ICI Comments on NYSE Hybrid Market Proposal

Washington, DC, July 21, 2005 - The Institute recently filed a comment letter with the SEC regarding the New York Stock Exchange's proposal to create a hybrid market.

Background
In August 2004, the NYSE proposed to create a hybrid market that would allow investors to choose how their orders are executed: by automatic execution or through an auction market. NYSE proposed to accomplish this by, among other things, enhancing the Exchange's existing automatic execution facility, NYSE Direct+, making its speed and execution certainty available to a wider variety of orders. The Exchange also proposed to create a new order type - an Auction Limit order - and to modify the way market orders would be handled in the auction market, providing an opportunity for price improvement for those who desire it.

ICI Position
In its comment letter, the Institute reiterates its support for increased automation, but also the concerns it expressed about the proposal in a September 2004 comment letter. Among them:

  • specialists' access to information about investor orders in the hybrid market, when they obtain access to this information, and how this information is used in interacting with investor orders;
  • specialists' ability to provide "price improvement" to incoming orders.

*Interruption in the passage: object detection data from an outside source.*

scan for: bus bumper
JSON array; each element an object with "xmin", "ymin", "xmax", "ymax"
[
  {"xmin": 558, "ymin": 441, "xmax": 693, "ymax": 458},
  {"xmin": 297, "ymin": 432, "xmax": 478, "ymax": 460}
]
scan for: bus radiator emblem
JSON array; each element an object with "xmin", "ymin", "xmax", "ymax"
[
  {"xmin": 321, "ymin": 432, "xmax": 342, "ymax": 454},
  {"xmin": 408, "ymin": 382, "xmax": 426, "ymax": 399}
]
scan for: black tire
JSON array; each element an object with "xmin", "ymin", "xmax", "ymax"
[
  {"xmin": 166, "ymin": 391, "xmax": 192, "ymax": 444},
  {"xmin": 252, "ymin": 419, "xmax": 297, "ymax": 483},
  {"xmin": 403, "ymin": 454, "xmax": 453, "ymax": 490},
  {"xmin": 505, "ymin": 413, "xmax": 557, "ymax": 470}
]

ICI states that allowing specialists to electronically interact with incoming orders in this manner and, in effect, step ahead of investor orders on the Exchange's limit order book, runs counter to the NYSE's goal of providing incentive to investors to place orders on the Exchange;
  • specialists' access to trading information. ICI opposes providing specialists with the ability to electronically "see" certain information before other market participants and to make quoting and trading decisions based on that information; and
  • brokers' ability to conceal their orders from other market participants. The Institute recommends that NYSE amend the proposal to eliminate such a priority system.